Lave com sal grosso (ou água do mar) e jogue no lixo, nos tempos de hoje não podemos fazer como os ANTIGOS faziam, que é jogar no mar e na cachoeira, infelizmente o planeta já sofre com a poluição do dia-a-dia.

Ou seja, na hora de fazer a sua oferenda, analise tudo o que você quer e precisa, se for necessário e possível, peça ajuda aos dirigentes de sua casa. Agora se você sabe cada função de cada elemento, monte de acordo com a sua necessidade, seguindo todo um fundamento e prejudicando menos o ambiente que você está.

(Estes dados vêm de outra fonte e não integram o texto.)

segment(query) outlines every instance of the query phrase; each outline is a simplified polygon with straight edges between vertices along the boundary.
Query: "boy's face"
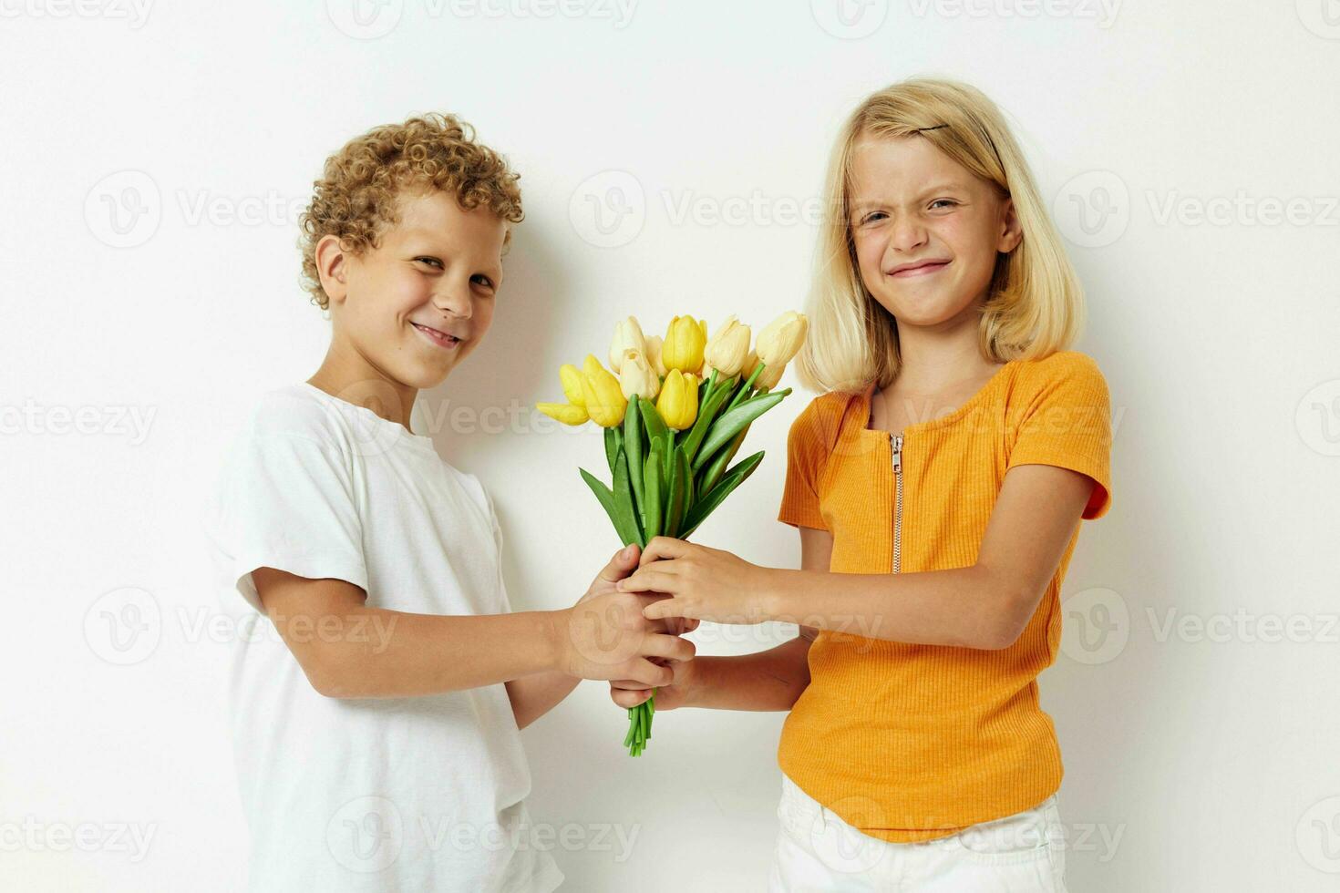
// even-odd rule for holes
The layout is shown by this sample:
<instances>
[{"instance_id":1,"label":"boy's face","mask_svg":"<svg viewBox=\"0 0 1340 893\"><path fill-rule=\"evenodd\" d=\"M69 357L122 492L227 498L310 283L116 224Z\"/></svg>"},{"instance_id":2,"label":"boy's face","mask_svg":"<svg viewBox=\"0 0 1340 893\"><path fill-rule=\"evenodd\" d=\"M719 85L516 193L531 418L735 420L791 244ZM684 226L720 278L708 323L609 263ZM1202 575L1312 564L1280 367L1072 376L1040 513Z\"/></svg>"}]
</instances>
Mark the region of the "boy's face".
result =
<instances>
[{"instance_id":1,"label":"boy's face","mask_svg":"<svg viewBox=\"0 0 1340 893\"><path fill-rule=\"evenodd\" d=\"M442 383L484 339L503 281L507 222L456 195L405 193L377 248L331 269L335 337L413 388Z\"/></svg>"},{"instance_id":2,"label":"boy's face","mask_svg":"<svg viewBox=\"0 0 1340 893\"><path fill-rule=\"evenodd\" d=\"M921 137L856 143L850 198L860 277L903 324L974 311L1021 236L1008 198Z\"/></svg>"}]
</instances>

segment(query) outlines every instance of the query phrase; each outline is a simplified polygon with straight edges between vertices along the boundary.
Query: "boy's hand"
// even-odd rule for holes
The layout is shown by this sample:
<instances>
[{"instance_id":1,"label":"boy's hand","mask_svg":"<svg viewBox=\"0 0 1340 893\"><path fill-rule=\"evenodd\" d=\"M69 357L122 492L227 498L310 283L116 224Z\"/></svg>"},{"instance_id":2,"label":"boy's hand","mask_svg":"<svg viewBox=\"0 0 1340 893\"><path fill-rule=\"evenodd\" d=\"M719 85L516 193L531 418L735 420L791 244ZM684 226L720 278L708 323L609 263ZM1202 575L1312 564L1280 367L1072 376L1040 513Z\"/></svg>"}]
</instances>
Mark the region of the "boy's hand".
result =
<instances>
[{"instance_id":1,"label":"boy's hand","mask_svg":"<svg viewBox=\"0 0 1340 893\"><path fill-rule=\"evenodd\" d=\"M682 624L647 620L643 609L661 596L616 592L615 582L638 566L638 548L618 552L582 600L559 612L559 668L583 679L628 679L669 685L671 667L691 660L693 643L679 639ZM669 665L657 665L661 659Z\"/></svg>"},{"instance_id":2,"label":"boy's hand","mask_svg":"<svg viewBox=\"0 0 1340 893\"><path fill-rule=\"evenodd\" d=\"M657 688L657 712L683 707L689 702L695 672L694 665L695 661L693 660L670 664L670 669L674 672L674 681ZM610 698L619 707L636 707L647 698L651 698L651 689L635 679L615 679L610 683Z\"/></svg>"},{"instance_id":3,"label":"boy's hand","mask_svg":"<svg viewBox=\"0 0 1340 893\"><path fill-rule=\"evenodd\" d=\"M757 624L773 617L768 593L775 573L722 549L657 537L642 553L638 572L619 580L615 588L662 596L647 608L653 620L685 617ZM665 598L667 594L673 597Z\"/></svg>"}]
</instances>

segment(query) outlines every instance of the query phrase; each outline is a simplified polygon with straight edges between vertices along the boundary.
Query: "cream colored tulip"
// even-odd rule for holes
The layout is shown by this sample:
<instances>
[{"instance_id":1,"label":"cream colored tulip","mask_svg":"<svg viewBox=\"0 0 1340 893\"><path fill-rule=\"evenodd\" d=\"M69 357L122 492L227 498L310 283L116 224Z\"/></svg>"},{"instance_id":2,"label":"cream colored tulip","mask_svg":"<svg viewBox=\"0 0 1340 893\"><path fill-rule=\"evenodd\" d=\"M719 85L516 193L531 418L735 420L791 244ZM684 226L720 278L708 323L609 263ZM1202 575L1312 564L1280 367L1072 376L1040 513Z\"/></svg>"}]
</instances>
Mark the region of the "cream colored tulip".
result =
<instances>
[{"instance_id":1,"label":"cream colored tulip","mask_svg":"<svg viewBox=\"0 0 1340 893\"><path fill-rule=\"evenodd\" d=\"M661 378L665 378L665 376L670 375L670 370L667 370L666 364L661 361L661 336L659 335L653 335L653 336L647 337L646 356L647 356L647 364L653 368L653 371L657 375L659 375Z\"/></svg>"},{"instance_id":2,"label":"cream colored tulip","mask_svg":"<svg viewBox=\"0 0 1340 893\"><path fill-rule=\"evenodd\" d=\"M623 352L636 351L646 353L646 339L642 337L642 327L636 316L630 316L614 325L614 337L610 340L610 370L619 371L623 364Z\"/></svg>"},{"instance_id":3,"label":"cream colored tulip","mask_svg":"<svg viewBox=\"0 0 1340 893\"><path fill-rule=\"evenodd\" d=\"M726 379L740 375L748 356L749 327L742 325L734 313L726 317L702 351L702 361L708 368L716 370L720 378Z\"/></svg>"},{"instance_id":4,"label":"cream colored tulip","mask_svg":"<svg viewBox=\"0 0 1340 893\"><path fill-rule=\"evenodd\" d=\"M647 357L631 348L623 352L623 361L619 364L619 390L630 400L634 394L643 400L654 400L661 392L661 379L651 370Z\"/></svg>"},{"instance_id":5,"label":"cream colored tulip","mask_svg":"<svg viewBox=\"0 0 1340 893\"><path fill-rule=\"evenodd\" d=\"M781 374L787 371L785 363L779 363L777 366L764 366L762 372L754 379L756 388L772 390L777 387L777 382L781 380Z\"/></svg>"},{"instance_id":6,"label":"cream colored tulip","mask_svg":"<svg viewBox=\"0 0 1340 893\"><path fill-rule=\"evenodd\" d=\"M667 370L694 375L702 368L702 348L708 343L708 324L691 316L677 316L666 328L661 344L661 361Z\"/></svg>"},{"instance_id":7,"label":"cream colored tulip","mask_svg":"<svg viewBox=\"0 0 1340 893\"><path fill-rule=\"evenodd\" d=\"M800 352L800 345L805 343L805 332L808 331L809 320L805 319L804 313L787 311L758 332L756 347L758 359L769 368L787 366L791 363L791 357ZM764 372L766 374L766 370ZM779 371L777 375L780 376L781 372Z\"/></svg>"}]
</instances>

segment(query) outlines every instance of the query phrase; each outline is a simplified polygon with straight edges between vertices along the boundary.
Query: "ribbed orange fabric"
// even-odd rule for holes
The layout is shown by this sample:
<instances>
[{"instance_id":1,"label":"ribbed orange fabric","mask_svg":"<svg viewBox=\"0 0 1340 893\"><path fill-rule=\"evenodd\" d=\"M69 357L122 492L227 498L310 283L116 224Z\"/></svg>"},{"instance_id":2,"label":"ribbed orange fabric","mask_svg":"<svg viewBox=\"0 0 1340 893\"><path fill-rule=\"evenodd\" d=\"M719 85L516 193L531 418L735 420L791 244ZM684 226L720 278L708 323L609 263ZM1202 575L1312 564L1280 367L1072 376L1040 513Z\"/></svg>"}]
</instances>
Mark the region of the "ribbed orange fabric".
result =
<instances>
[{"instance_id":1,"label":"ribbed orange fabric","mask_svg":"<svg viewBox=\"0 0 1340 893\"><path fill-rule=\"evenodd\" d=\"M829 570L892 573L895 477L867 427L874 384L815 398L791 427L779 519L828 530ZM1055 465L1111 502L1107 383L1084 353L1014 360L955 411L903 430L900 572L970 566L1005 473ZM781 734L781 770L848 825L892 842L946 837L1036 806L1061 783L1037 673L1061 637L1060 589L1079 533L1009 648L919 645L824 631ZM821 596L820 596L821 597Z\"/></svg>"}]
</instances>

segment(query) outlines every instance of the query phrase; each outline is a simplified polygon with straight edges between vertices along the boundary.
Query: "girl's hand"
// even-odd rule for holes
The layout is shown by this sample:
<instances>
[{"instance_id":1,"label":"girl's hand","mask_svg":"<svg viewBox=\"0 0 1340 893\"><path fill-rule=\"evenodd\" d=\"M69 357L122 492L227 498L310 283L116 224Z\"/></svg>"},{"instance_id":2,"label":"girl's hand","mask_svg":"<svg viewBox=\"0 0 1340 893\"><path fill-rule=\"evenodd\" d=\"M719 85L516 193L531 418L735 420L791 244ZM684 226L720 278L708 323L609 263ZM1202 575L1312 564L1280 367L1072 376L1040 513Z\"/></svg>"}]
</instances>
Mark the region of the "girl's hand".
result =
<instances>
[{"instance_id":1,"label":"girl's hand","mask_svg":"<svg viewBox=\"0 0 1340 893\"><path fill-rule=\"evenodd\" d=\"M669 685L661 685L657 688L658 714L662 710L674 710L675 707L683 707L689 703L689 696L693 689L693 660L670 664L670 669L674 671L674 681ZM615 679L610 683L610 698L612 698L614 703L619 707L636 707L647 698L651 698L651 689L635 679Z\"/></svg>"},{"instance_id":2,"label":"girl's hand","mask_svg":"<svg viewBox=\"0 0 1340 893\"><path fill-rule=\"evenodd\" d=\"M657 537L642 552L642 566L620 580L620 592L669 594L643 609L647 620L690 617L722 624L770 619L770 568L752 565L722 549Z\"/></svg>"}]
</instances>

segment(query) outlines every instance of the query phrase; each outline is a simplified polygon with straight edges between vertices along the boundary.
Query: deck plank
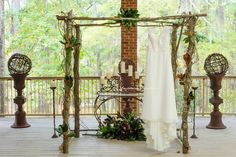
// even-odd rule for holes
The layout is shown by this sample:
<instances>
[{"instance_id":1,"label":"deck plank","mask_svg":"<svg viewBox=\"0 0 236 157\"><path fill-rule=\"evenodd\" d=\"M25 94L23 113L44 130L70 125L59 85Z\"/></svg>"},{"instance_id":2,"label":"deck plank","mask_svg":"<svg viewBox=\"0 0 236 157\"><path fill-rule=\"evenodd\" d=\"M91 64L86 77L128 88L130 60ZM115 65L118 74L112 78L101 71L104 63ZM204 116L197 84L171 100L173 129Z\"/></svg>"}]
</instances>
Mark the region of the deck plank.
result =
<instances>
[{"instance_id":1,"label":"deck plank","mask_svg":"<svg viewBox=\"0 0 236 157\"><path fill-rule=\"evenodd\" d=\"M96 128L93 117L83 117L83 122L90 128ZM52 118L30 117L32 125L25 129L13 129L13 117L0 118L0 157L182 157L176 153L180 146L173 143L166 153L159 153L148 149L145 142L126 142L118 140L99 139L94 136L82 136L73 139L70 144L70 153L61 154L58 150L62 138L52 139ZM190 139L192 147L189 157L235 157L236 149L236 119L224 117L227 129L206 129L209 119L197 117L198 139ZM73 120L70 120L73 123ZM57 124L61 118L57 117ZM190 123L191 127L191 123ZM191 135L191 130L190 130Z\"/></svg>"}]
</instances>

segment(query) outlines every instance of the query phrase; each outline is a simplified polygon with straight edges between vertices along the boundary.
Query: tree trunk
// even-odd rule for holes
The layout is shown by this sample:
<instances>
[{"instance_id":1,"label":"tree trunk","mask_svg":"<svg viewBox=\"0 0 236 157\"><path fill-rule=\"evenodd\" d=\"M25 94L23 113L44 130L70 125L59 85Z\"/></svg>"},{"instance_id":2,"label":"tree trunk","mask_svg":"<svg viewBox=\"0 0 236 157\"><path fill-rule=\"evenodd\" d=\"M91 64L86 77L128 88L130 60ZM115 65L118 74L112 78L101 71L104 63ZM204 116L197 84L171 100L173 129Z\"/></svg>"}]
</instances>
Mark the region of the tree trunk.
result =
<instances>
[{"instance_id":1,"label":"tree trunk","mask_svg":"<svg viewBox=\"0 0 236 157\"><path fill-rule=\"evenodd\" d=\"M197 22L196 17L192 17L187 24L187 33L192 34L190 36L190 41L188 43L187 53L184 55L184 60L186 63L186 70L184 74L184 104L182 111L182 130L183 130L183 153L188 154L189 142L188 142L188 113L191 98L189 96L190 88L192 84L192 58L196 52L196 41L195 41L195 25Z\"/></svg>"},{"instance_id":2,"label":"tree trunk","mask_svg":"<svg viewBox=\"0 0 236 157\"><path fill-rule=\"evenodd\" d=\"M5 50L4 1L0 1L0 77L4 76ZM0 81L0 114L4 114L4 83Z\"/></svg>"},{"instance_id":3,"label":"tree trunk","mask_svg":"<svg viewBox=\"0 0 236 157\"><path fill-rule=\"evenodd\" d=\"M63 111L62 111L62 117L63 117L63 126L67 126L69 128L69 116L70 116L70 89L72 84L72 77L71 77L71 59L72 59L72 51L70 50L70 41L72 37L72 11L68 13L68 20L65 21L66 24L66 45L65 45L65 78L64 78L64 102L63 102ZM63 153L69 152L69 130L63 133Z\"/></svg>"},{"instance_id":4,"label":"tree trunk","mask_svg":"<svg viewBox=\"0 0 236 157\"><path fill-rule=\"evenodd\" d=\"M80 27L76 27L78 45L74 49L74 104L75 104L75 137L80 136L80 98L79 98L79 55L80 55Z\"/></svg>"},{"instance_id":5,"label":"tree trunk","mask_svg":"<svg viewBox=\"0 0 236 157\"><path fill-rule=\"evenodd\" d=\"M176 73L177 73L177 29L178 26L172 27L171 33L171 64L173 70L173 79L174 82L176 80Z\"/></svg>"}]
</instances>

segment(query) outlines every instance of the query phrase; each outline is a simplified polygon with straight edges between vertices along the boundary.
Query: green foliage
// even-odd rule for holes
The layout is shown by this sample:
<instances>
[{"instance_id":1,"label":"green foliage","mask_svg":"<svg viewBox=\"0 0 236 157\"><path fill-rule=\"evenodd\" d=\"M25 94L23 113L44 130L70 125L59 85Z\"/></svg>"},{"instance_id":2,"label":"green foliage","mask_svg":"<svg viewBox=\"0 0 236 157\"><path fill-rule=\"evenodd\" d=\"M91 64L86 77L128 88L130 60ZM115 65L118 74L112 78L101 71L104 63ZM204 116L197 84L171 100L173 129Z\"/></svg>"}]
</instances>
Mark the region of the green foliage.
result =
<instances>
[{"instance_id":1,"label":"green foliage","mask_svg":"<svg viewBox=\"0 0 236 157\"><path fill-rule=\"evenodd\" d=\"M139 13L138 10L135 9L123 9L120 8L120 13L118 13L118 17L127 17L127 18L138 18ZM122 20L120 21L121 25L125 26L127 30L130 30L130 28L135 27L137 22L133 20Z\"/></svg>"},{"instance_id":2,"label":"green foliage","mask_svg":"<svg viewBox=\"0 0 236 157\"><path fill-rule=\"evenodd\" d=\"M58 136L62 136L64 133L69 131L68 137L75 137L75 133L70 131L68 125L66 124L60 124L55 130L58 133Z\"/></svg>"},{"instance_id":3,"label":"green foliage","mask_svg":"<svg viewBox=\"0 0 236 157\"><path fill-rule=\"evenodd\" d=\"M145 141L143 120L135 116L134 113L128 113L116 117L107 115L99 127L99 137L127 141Z\"/></svg>"}]
</instances>

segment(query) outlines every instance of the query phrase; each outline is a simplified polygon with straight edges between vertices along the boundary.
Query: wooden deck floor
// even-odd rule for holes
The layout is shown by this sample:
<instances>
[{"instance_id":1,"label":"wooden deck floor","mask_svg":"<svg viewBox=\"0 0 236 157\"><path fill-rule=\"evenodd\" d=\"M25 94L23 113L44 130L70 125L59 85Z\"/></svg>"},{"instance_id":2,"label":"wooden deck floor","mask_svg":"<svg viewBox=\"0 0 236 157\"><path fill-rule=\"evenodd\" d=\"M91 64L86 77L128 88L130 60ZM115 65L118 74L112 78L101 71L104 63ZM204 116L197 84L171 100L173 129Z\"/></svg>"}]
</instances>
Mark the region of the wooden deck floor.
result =
<instances>
[{"instance_id":1,"label":"wooden deck floor","mask_svg":"<svg viewBox=\"0 0 236 157\"><path fill-rule=\"evenodd\" d=\"M236 156L236 118L224 117L227 129L206 129L209 119L197 117L198 139L191 139L190 154L176 153L181 150L178 142L173 143L167 153L158 153L147 149L145 142L124 142L98 139L94 136L82 136L73 139L69 155L61 154L58 146L61 138L52 139L51 118L28 118L32 125L25 129L12 129L13 118L0 118L0 157L235 157ZM90 128L96 127L91 117L84 117L83 122ZM71 120L73 122L73 120ZM60 124L60 118L57 118ZM191 126L191 123L190 123ZM191 135L191 130L190 130Z\"/></svg>"}]
</instances>

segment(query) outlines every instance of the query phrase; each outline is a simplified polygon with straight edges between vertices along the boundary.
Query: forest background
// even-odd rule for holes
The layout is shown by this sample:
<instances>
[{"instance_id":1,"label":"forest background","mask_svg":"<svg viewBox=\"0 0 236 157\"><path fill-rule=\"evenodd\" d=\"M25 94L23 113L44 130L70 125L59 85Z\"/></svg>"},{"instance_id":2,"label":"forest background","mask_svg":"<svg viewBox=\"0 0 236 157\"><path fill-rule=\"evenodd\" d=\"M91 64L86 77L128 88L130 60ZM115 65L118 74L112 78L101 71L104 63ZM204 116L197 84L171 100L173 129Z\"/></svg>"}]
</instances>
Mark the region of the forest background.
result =
<instances>
[{"instance_id":1,"label":"forest background","mask_svg":"<svg viewBox=\"0 0 236 157\"><path fill-rule=\"evenodd\" d=\"M191 0L194 13L207 13L197 26L198 56L193 75L205 75L205 58L222 53L229 61L227 75L236 75L236 0ZM138 0L140 17L178 14L178 0ZM77 16L117 16L120 0L0 0L0 76L9 76L7 60L13 53L28 55L33 63L30 76L63 76L62 36L56 16L73 10ZM161 30L161 28L156 28ZM138 28L138 71L145 73L148 28ZM117 72L120 60L120 28L83 27L81 76ZM178 72L182 72L180 45Z\"/></svg>"}]
</instances>

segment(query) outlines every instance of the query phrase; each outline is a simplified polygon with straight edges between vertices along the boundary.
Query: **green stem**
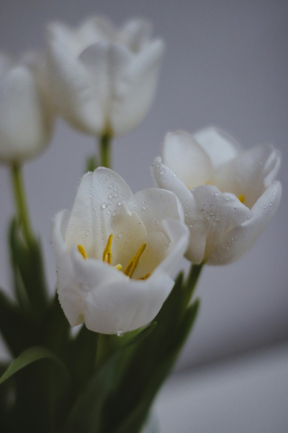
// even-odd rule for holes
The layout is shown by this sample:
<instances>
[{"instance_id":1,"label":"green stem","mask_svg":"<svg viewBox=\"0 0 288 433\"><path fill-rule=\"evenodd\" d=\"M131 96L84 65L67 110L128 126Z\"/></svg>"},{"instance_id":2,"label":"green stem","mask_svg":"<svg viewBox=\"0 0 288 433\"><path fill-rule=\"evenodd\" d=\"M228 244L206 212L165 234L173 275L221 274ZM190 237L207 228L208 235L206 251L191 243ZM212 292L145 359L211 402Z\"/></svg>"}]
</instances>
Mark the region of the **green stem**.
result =
<instances>
[{"instance_id":1,"label":"green stem","mask_svg":"<svg viewBox=\"0 0 288 433\"><path fill-rule=\"evenodd\" d=\"M110 168L110 148L112 134L110 132L104 132L100 137L99 145L100 150L100 165Z\"/></svg>"},{"instance_id":2,"label":"green stem","mask_svg":"<svg viewBox=\"0 0 288 433\"><path fill-rule=\"evenodd\" d=\"M22 179L22 168L20 164L16 162L12 164L11 174L18 222L22 227L23 235L27 244L30 246L35 243L35 239L29 218Z\"/></svg>"},{"instance_id":3,"label":"green stem","mask_svg":"<svg viewBox=\"0 0 288 433\"><path fill-rule=\"evenodd\" d=\"M191 265L188 278L186 282L186 296L184 300L184 305L187 306L190 302L193 294L196 288L196 285L201 274L203 264L200 265Z\"/></svg>"}]
</instances>

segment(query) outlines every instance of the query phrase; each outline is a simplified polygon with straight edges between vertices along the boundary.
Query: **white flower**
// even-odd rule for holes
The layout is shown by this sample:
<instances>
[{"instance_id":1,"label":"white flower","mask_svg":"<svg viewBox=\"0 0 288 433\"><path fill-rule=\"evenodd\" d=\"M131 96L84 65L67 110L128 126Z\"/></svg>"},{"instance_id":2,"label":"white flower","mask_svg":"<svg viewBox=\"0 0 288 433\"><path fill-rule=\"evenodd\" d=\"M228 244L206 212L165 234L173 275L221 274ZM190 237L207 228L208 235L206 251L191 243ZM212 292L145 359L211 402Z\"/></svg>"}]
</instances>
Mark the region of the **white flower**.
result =
<instances>
[{"instance_id":1,"label":"white flower","mask_svg":"<svg viewBox=\"0 0 288 433\"><path fill-rule=\"evenodd\" d=\"M85 174L72 210L57 213L52 228L58 293L71 326L120 334L149 323L173 286L188 236L173 193L133 195L112 170Z\"/></svg>"},{"instance_id":2,"label":"white flower","mask_svg":"<svg viewBox=\"0 0 288 433\"><path fill-rule=\"evenodd\" d=\"M187 259L223 265L250 248L279 204L281 185L273 181L280 159L269 145L239 152L227 136L212 128L193 136L167 135L152 175L183 206L190 230Z\"/></svg>"},{"instance_id":3,"label":"white flower","mask_svg":"<svg viewBox=\"0 0 288 433\"><path fill-rule=\"evenodd\" d=\"M41 61L0 54L0 161L28 159L48 143L53 116Z\"/></svg>"},{"instance_id":4,"label":"white flower","mask_svg":"<svg viewBox=\"0 0 288 433\"><path fill-rule=\"evenodd\" d=\"M150 40L149 25L134 19L118 30L96 16L75 29L54 23L48 30L51 90L62 115L92 134L137 126L152 102L164 48Z\"/></svg>"}]
</instances>

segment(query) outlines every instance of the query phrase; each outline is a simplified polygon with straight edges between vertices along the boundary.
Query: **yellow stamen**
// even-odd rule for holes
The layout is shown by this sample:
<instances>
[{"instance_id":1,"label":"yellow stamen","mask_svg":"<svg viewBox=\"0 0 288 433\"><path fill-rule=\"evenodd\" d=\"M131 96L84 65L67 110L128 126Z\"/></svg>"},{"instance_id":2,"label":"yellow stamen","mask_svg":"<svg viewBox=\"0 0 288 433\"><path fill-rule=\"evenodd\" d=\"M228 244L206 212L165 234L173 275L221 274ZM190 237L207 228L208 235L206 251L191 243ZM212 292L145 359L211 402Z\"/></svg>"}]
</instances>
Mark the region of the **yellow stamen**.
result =
<instances>
[{"instance_id":1,"label":"yellow stamen","mask_svg":"<svg viewBox=\"0 0 288 433\"><path fill-rule=\"evenodd\" d=\"M129 262L123 271L123 273L128 277L131 278L134 271L135 270L139 263L139 259L141 256L144 250L146 248L146 244L143 244L140 247L134 257L129 261Z\"/></svg>"},{"instance_id":2,"label":"yellow stamen","mask_svg":"<svg viewBox=\"0 0 288 433\"><path fill-rule=\"evenodd\" d=\"M86 254L86 251L85 251L85 249L82 245L78 245L78 251L81 255L83 259L87 259L87 254Z\"/></svg>"},{"instance_id":3,"label":"yellow stamen","mask_svg":"<svg viewBox=\"0 0 288 433\"><path fill-rule=\"evenodd\" d=\"M107 245L103 251L103 262L106 262L109 265L112 265L112 261L113 258L113 256L111 252L111 246L113 239L113 235L111 233L108 238Z\"/></svg>"},{"instance_id":4,"label":"yellow stamen","mask_svg":"<svg viewBox=\"0 0 288 433\"><path fill-rule=\"evenodd\" d=\"M240 200L241 203L244 203L245 200L245 197L243 194L240 194L240 195L238 196L238 199Z\"/></svg>"},{"instance_id":5,"label":"yellow stamen","mask_svg":"<svg viewBox=\"0 0 288 433\"><path fill-rule=\"evenodd\" d=\"M141 278L137 278L137 280L147 280L147 278L150 277L151 275L151 272L149 272L148 274L146 274L145 275L144 277L141 277Z\"/></svg>"}]
</instances>

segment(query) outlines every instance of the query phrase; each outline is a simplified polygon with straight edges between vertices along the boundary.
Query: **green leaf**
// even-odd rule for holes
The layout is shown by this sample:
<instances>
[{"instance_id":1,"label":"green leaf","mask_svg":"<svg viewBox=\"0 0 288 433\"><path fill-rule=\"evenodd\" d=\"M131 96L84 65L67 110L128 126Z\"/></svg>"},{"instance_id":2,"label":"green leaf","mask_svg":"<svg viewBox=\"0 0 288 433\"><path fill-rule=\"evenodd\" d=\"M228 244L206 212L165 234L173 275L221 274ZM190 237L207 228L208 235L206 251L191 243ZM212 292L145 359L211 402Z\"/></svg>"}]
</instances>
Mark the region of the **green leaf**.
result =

Caso uma entidade tenha pedido para você fazer as oferendas comuns como barco de isopor, espelhos e por ai vai, surpreenda a espiritualidade e o médium na qual a entidade trabalha junto, faça uma oferenda que de fato agrade Iemanjá, que é uma que agride menos o seu lar. Até porque, o que o Orixá realmente gosta, é o amor e respeito que temos por ele. E caso você não consiga fazer sua oferenda material, lembre-se que essa energia divina se contenta com a sua fé. Ore, cante, bata palmas, dance, faça o que vier do seu coração.

E lembre-se, na Tenda de Umbanda Zé baiano e Antônio baiano, o plástico retém energia. Axé.